### 题目

Given an unsorted array nums, reorder it such that nums[0] < nums[1] > nums[2] < nums[3]….

Example:

(1) Given nums = [1, 5, 1, 1, 6, 4], one possible answer is [1, 4, 1, 5, 1, 6].
(2) Given nums = [1, 3, 2, 2, 3, 1], one possible answer is [2, 3, 1, 3, 1, 2].


Note: You may assume all input has valid answer.

Follow Up: Can you do it in O(n) time and/or in-place with O(1) extra space?

### 先排序, $O(n\log_{}{n})$

[1,5,2,1,6,4]为例，排序以后得到[1,1,2,4,5,6]，以中位数为界把数组分为两半[1,1,2][4,5,6]

2,      1,      1
6,      5,      4
-------------------------
2,  6,  1,  5,  1,  4


#### 代码

class Solution {
public void wiggleSort(int[] nums) {
int[] copy = Arrays.copyOf(nums,nums.length);
Arrays.sort(copy);
int mid = (nums.length - 1) / 2;
for (int i = mid, j = 0; i >= 0; i--,j+=2) {
nums[j] = copy[i];
}
for (int i = nums.length-1, j = 1; i > mid; i--, j+=2) {
nums[j] = copy[i];
}
}
}


### 可以不排序，只需找到中位数，$O(n)$

[L1,M,S1,S2,L2,L3]


[S1,S2,M,L1,L2,L3]


[S1,S2]的相对顺序，[L1,L2,L3]的相对顺序不影响结果。最后只要符合下面这个格式的插入都是合法的结果。

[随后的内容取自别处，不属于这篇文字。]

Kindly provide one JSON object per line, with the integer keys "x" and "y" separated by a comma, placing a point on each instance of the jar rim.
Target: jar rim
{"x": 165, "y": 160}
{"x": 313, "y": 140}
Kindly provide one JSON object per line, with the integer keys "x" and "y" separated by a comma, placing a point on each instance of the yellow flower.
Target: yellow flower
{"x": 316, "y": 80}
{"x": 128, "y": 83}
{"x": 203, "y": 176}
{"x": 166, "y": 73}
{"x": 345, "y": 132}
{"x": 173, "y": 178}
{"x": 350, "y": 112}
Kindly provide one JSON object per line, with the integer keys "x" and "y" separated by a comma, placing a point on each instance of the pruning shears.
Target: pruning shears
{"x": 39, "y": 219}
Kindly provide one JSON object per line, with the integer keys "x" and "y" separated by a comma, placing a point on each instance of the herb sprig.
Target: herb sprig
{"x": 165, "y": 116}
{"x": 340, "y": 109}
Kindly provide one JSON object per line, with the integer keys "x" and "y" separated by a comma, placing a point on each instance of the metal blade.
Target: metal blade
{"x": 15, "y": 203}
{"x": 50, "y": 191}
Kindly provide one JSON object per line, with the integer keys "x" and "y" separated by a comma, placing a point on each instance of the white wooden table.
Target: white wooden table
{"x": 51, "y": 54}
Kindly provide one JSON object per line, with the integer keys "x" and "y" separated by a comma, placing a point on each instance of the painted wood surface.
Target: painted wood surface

Index :       0   1   2   3   4   5
Small half:   M       S       S
Large half:       L       L       L


#### 代码

class Solution {
private int[] copy = new int[0];
public void wiggleSort(int[] nums) {
local(nums);
int midIndex = (nums.length - 1) / 2;
int mid = kthLargest(midIndex);
int even = 0;
for (int i = midIndex; i >= 0; i--) {
nums[even] = copy[i];
even += 2;
}
int odd = ((nums.length - 1) % 2 == 0)? nums.length - 2 : nums.length - 1;
for (int i = midIndex + 1; i < copy.length; i++) {
nums[odd] = copy[i];
odd -= 2;
}
}
private void local(int[] nums) {
copy = Arrays.copyOf(nums,nums.length);
}
private int kthLargest(int k) {
int[] pivot = new int[]{-1,-1};
int lo = 0, hi = copy.length-1;
while (true) {
pivot = threeWayPartition(lo,hi);
if (pivot[1] < k) {
lo = pivot[1] + 1;
} else if (pivot[0] > k) {
hi = pivot[0] - 1;
} else {
return copy[pivot[0]];
}
}
}
private int[] threeWayPartition(int lo, int hi) {
int pivot = copy[hi];
exch(lo,hi);
for (int i = lo + 1; i <= hi; ) {
int num = copy[i];
if (num < pivot) {
exch(lo++,i++);
} else if (num > pivot){
exch(hi--,i);
} else {
i++;
}
}
int[] res = new int[2];
res[0] = lo;
res[1] = hi;
return res;
}
private void exch(int x, int y) {
int temp = copy[x];
copy[x] = copy[y];
copy[y] = temp;
}
}